Что-то изменилось в его теле, он совершенно не чувствовал свою нижнюю часть, словно превратился в привидение и ниже пояса у него хвост из эктоплазмы. Андрес не был уверен, удалили его ногу или нет. В той части кровати, где она должна была находиться, он чувствовал холодок и мурашки, однако, сколько бы он ни силился, так и не смог приподнять одеяло. Лекарства позволяли ему находиться в сознании, однако слабость никуда не делась, и он по-прежнему чувствовал себя больным.
Мозг помнил, как управлять ногой, и посылал команды мышцам, но ответа не поступало. Долгие минуты он пытался узнать, остались ли у него конечности, но так и не понял: одеяло будто специально сложили, чтобы не дать проверить целостность тела.
– Пить, – позвал он тихим, безжизненным голосом. Лилия его не услышала. Она продолжала спать в кресле с невероятно уставшим видом. В который раз Андрес удивился её внешности: она по-прежнему была невероятно красивой, но беззаботность из её образа испарилась. Раньше она не думала ни о чём, что происходило за пределами её жизни, часами могла сидеть в телефоне и волновалась только о том, чтобы первой достать новую коллекцию популярных брендов. Она гналась за образом передовой светской тусовщицы и выбирала себе самых ненормальных ухажёров. Лилия притягивала придурков, словно магнит.
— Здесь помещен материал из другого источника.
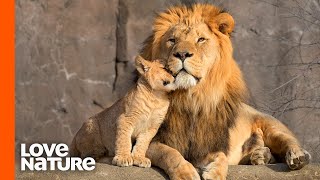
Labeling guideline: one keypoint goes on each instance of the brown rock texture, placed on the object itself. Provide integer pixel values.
(105, 171)
(74, 57)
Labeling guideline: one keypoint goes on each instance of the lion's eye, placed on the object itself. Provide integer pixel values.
(202, 39)
(172, 40)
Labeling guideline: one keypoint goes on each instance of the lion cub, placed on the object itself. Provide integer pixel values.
(145, 108)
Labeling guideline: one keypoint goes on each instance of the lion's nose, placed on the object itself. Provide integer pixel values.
(182, 55)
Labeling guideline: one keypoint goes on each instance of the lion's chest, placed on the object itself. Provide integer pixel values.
(194, 135)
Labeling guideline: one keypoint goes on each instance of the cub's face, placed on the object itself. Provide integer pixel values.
(190, 52)
(156, 75)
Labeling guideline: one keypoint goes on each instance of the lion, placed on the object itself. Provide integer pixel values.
(208, 125)
(144, 109)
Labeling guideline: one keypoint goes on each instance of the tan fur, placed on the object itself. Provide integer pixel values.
(207, 114)
(144, 109)
(208, 123)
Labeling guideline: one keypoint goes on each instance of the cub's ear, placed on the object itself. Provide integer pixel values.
(225, 23)
(142, 65)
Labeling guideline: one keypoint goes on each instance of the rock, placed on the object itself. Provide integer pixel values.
(240, 172)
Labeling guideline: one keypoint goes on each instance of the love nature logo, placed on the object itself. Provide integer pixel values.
(40, 158)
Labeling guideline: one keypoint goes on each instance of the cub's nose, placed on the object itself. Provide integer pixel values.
(182, 55)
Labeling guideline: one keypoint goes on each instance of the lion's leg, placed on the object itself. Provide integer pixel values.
(172, 162)
(254, 150)
(215, 166)
(282, 142)
(123, 142)
(141, 146)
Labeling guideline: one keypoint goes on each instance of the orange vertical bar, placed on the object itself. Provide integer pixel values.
(7, 89)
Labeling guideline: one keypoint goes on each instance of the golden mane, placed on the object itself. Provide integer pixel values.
(225, 81)
(214, 102)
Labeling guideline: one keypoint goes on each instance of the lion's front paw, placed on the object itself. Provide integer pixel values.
(123, 160)
(213, 175)
(212, 172)
(296, 158)
(261, 156)
(141, 161)
(184, 171)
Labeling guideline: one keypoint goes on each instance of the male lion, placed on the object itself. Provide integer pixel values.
(208, 125)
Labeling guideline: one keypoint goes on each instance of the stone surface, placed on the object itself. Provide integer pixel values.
(105, 171)
(74, 58)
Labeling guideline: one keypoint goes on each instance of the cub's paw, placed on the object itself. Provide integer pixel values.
(261, 156)
(184, 171)
(123, 161)
(296, 158)
(141, 161)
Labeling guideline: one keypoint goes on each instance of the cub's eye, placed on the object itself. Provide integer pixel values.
(172, 40)
(202, 39)
(166, 83)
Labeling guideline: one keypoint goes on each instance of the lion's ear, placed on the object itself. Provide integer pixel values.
(225, 23)
(142, 65)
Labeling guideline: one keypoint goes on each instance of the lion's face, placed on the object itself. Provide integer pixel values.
(190, 40)
(190, 52)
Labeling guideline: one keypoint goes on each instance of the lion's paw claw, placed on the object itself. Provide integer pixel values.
(122, 161)
(296, 158)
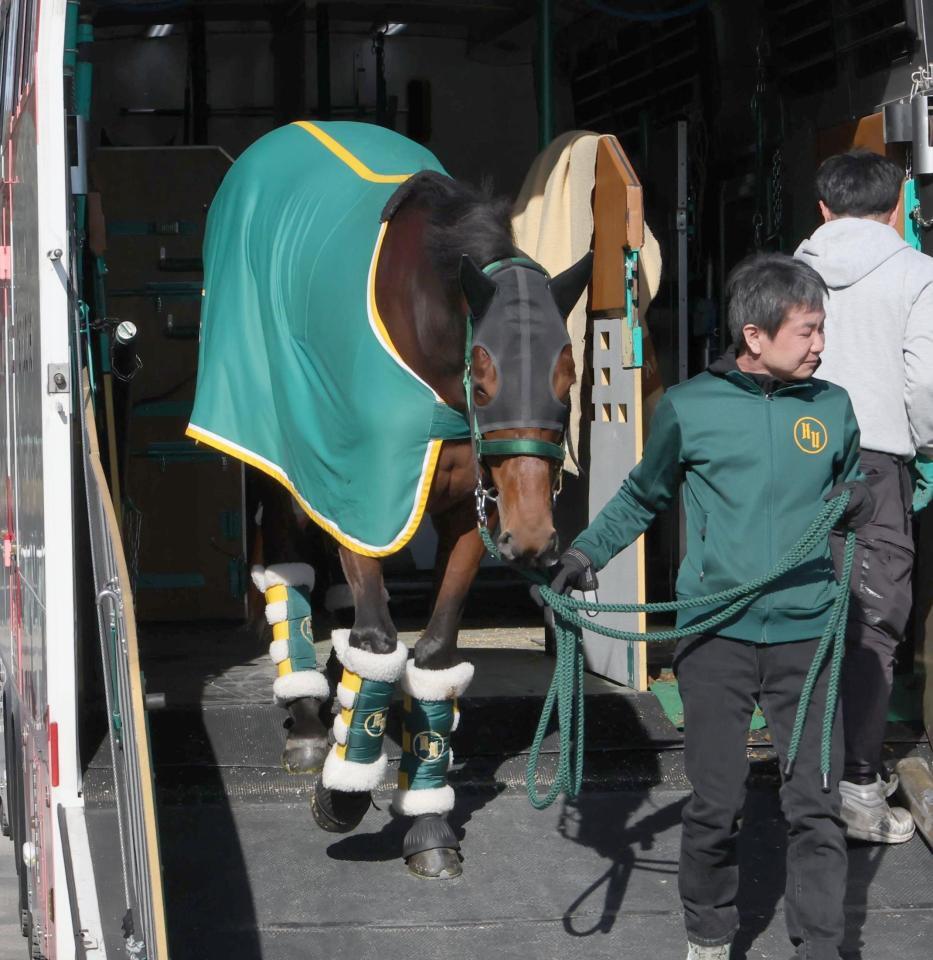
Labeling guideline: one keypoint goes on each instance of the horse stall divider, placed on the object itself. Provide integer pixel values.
(616, 423)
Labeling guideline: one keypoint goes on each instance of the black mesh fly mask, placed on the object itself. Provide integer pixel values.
(517, 315)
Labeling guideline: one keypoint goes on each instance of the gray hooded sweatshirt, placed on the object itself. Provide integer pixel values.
(879, 330)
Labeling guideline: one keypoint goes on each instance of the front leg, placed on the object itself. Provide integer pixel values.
(432, 683)
(373, 629)
(372, 660)
(459, 552)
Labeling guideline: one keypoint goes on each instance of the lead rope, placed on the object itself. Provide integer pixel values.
(566, 688)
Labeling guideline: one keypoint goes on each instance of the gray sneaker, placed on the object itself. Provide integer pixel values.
(696, 951)
(868, 816)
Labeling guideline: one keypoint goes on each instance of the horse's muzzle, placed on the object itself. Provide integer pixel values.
(536, 554)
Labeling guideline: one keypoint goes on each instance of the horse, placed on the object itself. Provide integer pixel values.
(464, 314)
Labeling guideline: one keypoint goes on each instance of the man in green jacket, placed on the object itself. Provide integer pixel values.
(758, 444)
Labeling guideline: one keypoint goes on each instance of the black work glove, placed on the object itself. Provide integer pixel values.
(861, 506)
(573, 571)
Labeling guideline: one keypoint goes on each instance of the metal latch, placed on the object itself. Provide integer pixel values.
(58, 378)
То же можно было сказать и об Андресе. Он упорно создавал себе тело Аполлона, проводя часы напролёт в спортзале, и старался завести как можно больше друзей среди тхари, чтобы все его любили. Ни он, ни его сестра никогда не относились серьёзно к окружающему миру.
С тех пор как Эдуард Келвин, самый богатый человек в мире, усыновил их вместе с тремя другими детьми, жизнь каждого превратилась в сладкий сироп. И лишь после смерти Эдуарда они поняли, какая ответственность давила на него всю жизнь. Ответственность, которая теперь свалилась на них.
– Пить, – позвал Андрес чуть громче, и на этот раз Лилия очнулась. Она посмотрела по сторонам, словно не понимала, где находится. Их взгляды встретились, и он заметил тень удивления, скользнувшую по глазам сестры. Лилия будто не думала, что Андрес сможет проснуться.
– Ты не представляешь, как я скучала, – произнесла Лилия и бросилась обнимать брата. Она снова начала целовать его лицо, заливая его слезами. – Все эти недели я только и думала, чтобы найти тебя. А потом, когда нашла, оказалось, что ты умираешь. Врачи давали лишь пятьдесят процентов на твоё выживание.